2. **`ref_lng_df`**: A DataFrame containing reference longitude values (`LON_fromcloudimage.csv`).
3. **`customers_metadata_df`**: A DataFrame containing user latitude and longitude values (`customers_metadata.csv`).

## Output
1. **`processed_customers_metadata_df`**: A DataFrame containing the original user data with additional columns for the closest matching reference latitude and longitude indices and values.
2. The resulting DataFrame is saved to `processed_customers_metadata.csv`.

## Process
1. **Finding Closest Latitude and Longitude**:
   - For each user latitude, find the index of the closest reference latitude.
   - For each user longitude, find the index of the closest reference longitude.
2. **Appending Closest Matches**:
   - Append the closest latitude and longitude values and their indices to the user DataFrame.
3. **Saving the Result**:
   - Save the augmented user DataFrame to a CSV file.

## Functions
1. **`find_closest_lat`**: Finds the index of the closest latitude in the reference DataFrame.
2. **`find_closest_lng`**: Finds the index of the closest longitude in the reference DataFrame.
3. **`find_closest_match`**: Finds the closest matching value in a given DataFrame.
4. **`gen_plant_metadata`**: Generates a DataFrame with additional metadata for user latitudes and longitudes.


In [1]:
import numpy as np
import pandas as pd
def find_closest_lat(ref_lat_df, user_df):
        lat = ref_lat_df['lat']  
        LAT = user_df['lat'] 

        return (np.abs(LAT - lat)).argmin()

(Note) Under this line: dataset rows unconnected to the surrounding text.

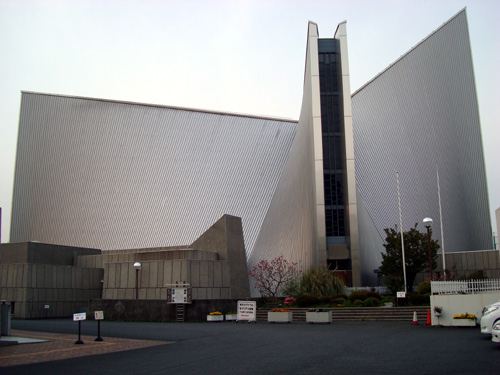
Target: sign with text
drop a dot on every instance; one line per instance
(80, 316)
(247, 310)
(179, 295)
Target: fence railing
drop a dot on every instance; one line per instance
(378, 289)
(465, 287)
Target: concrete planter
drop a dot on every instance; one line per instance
(464, 323)
(215, 318)
(319, 317)
(279, 317)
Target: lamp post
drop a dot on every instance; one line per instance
(137, 267)
(428, 224)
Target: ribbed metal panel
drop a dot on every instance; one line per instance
(106, 174)
(290, 226)
(420, 113)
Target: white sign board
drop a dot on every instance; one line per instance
(247, 310)
(80, 316)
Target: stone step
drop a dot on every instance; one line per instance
(360, 314)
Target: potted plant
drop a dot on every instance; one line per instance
(464, 320)
(215, 316)
(438, 311)
(318, 316)
(279, 316)
(231, 316)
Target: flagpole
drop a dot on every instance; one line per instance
(401, 229)
(441, 222)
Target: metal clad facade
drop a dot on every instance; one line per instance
(420, 114)
(107, 174)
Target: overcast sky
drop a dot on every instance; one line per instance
(232, 56)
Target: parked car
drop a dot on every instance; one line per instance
(495, 332)
(491, 315)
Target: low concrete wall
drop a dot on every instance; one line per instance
(158, 310)
(65, 289)
(454, 304)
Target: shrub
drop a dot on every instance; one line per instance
(325, 300)
(306, 300)
(321, 282)
(363, 294)
(418, 299)
(424, 287)
(338, 301)
(369, 302)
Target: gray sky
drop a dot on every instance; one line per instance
(234, 56)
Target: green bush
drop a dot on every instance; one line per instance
(321, 282)
(387, 299)
(369, 302)
(363, 295)
(306, 300)
(325, 300)
(338, 301)
(424, 287)
(417, 299)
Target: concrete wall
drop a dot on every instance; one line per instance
(467, 262)
(460, 304)
(98, 261)
(65, 289)
(209, 279)
(41, 253)
(159, 310)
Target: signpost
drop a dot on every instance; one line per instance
(99, 315)
(78, 318)
(247, 311)
(180, 295)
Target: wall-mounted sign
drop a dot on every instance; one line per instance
(180, 295)
(80, 316)
(247, 310)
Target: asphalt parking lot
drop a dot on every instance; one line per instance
(263, 348)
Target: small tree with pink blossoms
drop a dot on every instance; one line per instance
(271, 277)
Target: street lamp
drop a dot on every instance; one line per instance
(137, 267)
(428, 224)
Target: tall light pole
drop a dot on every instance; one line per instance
(137, 267)
(428, 224)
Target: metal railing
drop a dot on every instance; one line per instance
(465, 286)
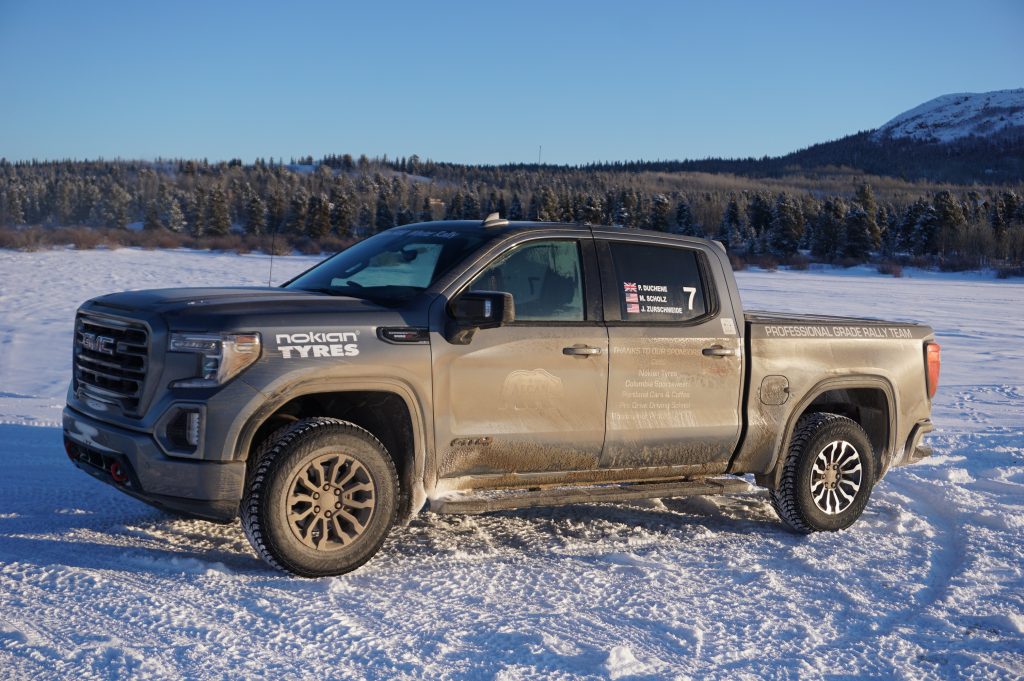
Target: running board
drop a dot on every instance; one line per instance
(507, 500)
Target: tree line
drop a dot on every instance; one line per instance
(841, 216)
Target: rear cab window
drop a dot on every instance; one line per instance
(658, 283)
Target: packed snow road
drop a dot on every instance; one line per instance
(929, 584)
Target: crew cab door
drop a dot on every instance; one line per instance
(676, 371)
(528, 396)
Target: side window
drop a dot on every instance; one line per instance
(544, 278)
(657, 283)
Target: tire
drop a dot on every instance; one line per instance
(320, 460)
(827, 475)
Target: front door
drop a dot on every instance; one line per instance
(529, 396)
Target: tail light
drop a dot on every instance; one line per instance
(933, 363)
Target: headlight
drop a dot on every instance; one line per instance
(223, 355)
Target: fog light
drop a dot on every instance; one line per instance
(192, 428)
(184, 429)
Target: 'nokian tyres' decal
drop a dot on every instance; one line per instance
(318, 344)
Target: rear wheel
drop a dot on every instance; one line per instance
(322, 500)
(827, 474)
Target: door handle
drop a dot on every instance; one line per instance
(719, 351)
(581, 350)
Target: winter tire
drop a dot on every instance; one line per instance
(827, 474)
(322, 500)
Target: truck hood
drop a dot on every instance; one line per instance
(224, 308)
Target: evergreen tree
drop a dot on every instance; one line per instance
(455, 207)
(786, 226)
(858, 233)
(759, 214)
(255, 215)
(926, 231)
(385, 217)
(731, 231)
(298, 212)
(864, 198)
(828, 232)
(318, 223)
(471, 207)
(951, 221)
(175, 217)
(684, 219)
(515, 208)
(342, 212)
(548, 208)
(660, 210)
(426, 211)
(220, 221)
(153, 220)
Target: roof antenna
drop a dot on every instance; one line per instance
(273, 239)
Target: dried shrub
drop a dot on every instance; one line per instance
(1006, 271)
(891, 267)
(797, 261)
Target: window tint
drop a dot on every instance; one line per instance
(657, 283)
(544, 279)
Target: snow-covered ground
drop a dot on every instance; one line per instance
(929, 584)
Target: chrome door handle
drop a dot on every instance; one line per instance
(719, 351)
(582, 350)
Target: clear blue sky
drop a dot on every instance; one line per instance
(481, 82)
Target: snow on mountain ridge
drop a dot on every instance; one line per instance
(952, 117)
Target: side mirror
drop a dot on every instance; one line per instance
(478, 309)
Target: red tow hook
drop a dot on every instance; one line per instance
(71, 449)
(118, 473)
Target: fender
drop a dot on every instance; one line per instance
(244, 428)
(837, 383)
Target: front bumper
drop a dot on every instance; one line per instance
(134, 463)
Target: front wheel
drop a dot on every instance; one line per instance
(322, 500)
(827, 475)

def find_closest_lng(ref_lng_df, user_df):
        lng = ref_lng_df['lng']
        LNG = user_df['lng']

        return (np.abs(LNG - lng)).argmin()

def find_closest_match(val_to_find, df_based):
        closest_val = df_based.iloc[(df_based - val_to_find).abs().argmin()]
        return closest_val


def gen_plant_metadata(user_df, ref_lat_df, ref_lng_df): 
        user_out_df = user_df.copy()
        user_out_df['row_idx_TIFF'] = user_out_df.apply(lambda x: find_closest_lat(ref_lat_df, x), axis=1)
        user_out_df['col_idx_TIFF'] = user_out_df.apply(lambda x: find_closest_lng(ref_lng_df, x), axis=1)

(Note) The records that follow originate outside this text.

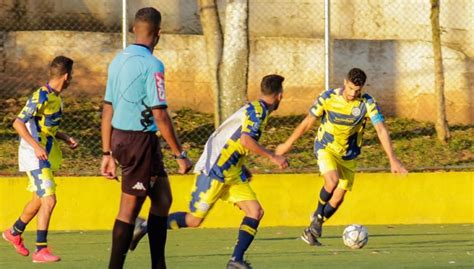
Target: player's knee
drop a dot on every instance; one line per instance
(256, 213)
(336, 201)
(261, 212)
(48, 203)
(193, 222)
(330, 185)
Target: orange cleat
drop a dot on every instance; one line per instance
(16, 241)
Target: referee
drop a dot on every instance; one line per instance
(134, 105)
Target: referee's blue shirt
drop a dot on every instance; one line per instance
(135, 86)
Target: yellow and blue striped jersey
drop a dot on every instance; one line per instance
(43, 112)
(343, 122)
(223, 154)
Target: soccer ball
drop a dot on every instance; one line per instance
(355, 236)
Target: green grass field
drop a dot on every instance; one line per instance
(397, 246)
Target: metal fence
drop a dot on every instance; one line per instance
(390, 40)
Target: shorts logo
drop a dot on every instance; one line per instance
(160, 86)
(139, 187)
(47, 184)
(203, 206)
(356, 111)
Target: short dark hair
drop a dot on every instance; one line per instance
(356, 76)
(149, 15)
(60, 66)
(271, 84)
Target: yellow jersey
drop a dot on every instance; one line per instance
(343, 122)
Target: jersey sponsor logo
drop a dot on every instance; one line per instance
(160, 86)
(356, 111)
(203, 206)
(139, 187)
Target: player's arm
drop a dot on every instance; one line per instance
(252, 145)
(301, 129)
(156, 99)
(21, 129)
(167, 130)
(68, 139)
(108, 167)
(395, 165)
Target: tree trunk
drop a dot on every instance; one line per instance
(233, 69)
(441, 125)
(211, 27)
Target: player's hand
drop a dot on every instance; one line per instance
(247, 173)
(185, 165)
(282, 149)
(280, 161)
(72, 143)
(41, 153)
(397, 167)
(108, 167)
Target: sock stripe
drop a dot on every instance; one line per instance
(248, 229)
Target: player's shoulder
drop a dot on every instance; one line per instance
(367, 98)
(41, 94)
(155, 63)
(326, 94)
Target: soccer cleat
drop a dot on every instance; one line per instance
(316, 227)
(44, 255)
(238, 265)
(16, 241)
(309, 238)
(138, 233)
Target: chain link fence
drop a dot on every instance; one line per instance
(390, 40)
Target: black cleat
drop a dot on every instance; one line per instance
(316, 227)
(309, 238)
(138, 233)
(238, 265)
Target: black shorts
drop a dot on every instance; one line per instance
(139, 155)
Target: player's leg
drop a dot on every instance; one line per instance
(132, 150)
(42, 183)
(158, 220)
(242, 195)
(346, 179)
(328, 167)
(206, 191)
(248, 228)
(122, 232)
(14, 233)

        user_out_df['lat_TIFF'] = user_out_df['lat'].apply(lambda x: find_closest_match(x, ref_lat_df['lat']))
        user_out_df['lng_TIFF'] = user_out_df['lng'].apply(lambda x: find_closest_match(x, ref_lng_df['lng']))
        return user_out_df

In [4]:
ref_lat_df = pd.read_csv("configs/LAT_fromcloudimage.csv")
ref_lng_df = pd.read_csv("configs/LON_fromcloudimage.csv")

In [8]:
customers_metadata_df = pd.read_csv("configs/customers_metadata.csv")
customers_metadata_df

Unnamed: 0,customer,lat,lng
0,ee_building,13.736774,100.532122
1,FN_huahin,12.66683,99.952905


In [9]:
processed_customers_metadata_df = gen_plant_metadata(customers_metadata_df, ref_lat_df, ref_lng_df)
processed_customers_metadata_df

Unnamed: 0,customer,lat,lng,row_idx_TIFF,col_idx_TIFF,lat_TIFF,lng_TIFF
0,ee_building,13.736774,100.532122,847,864,13.736502,100.5299
1,FN_huahin,12.66683,99.952905,908,832,12.662679,99.95509


In [10]:
processed_customers_metadata_df.to_csv("configs/processed_customers_metadata.csv", index=False)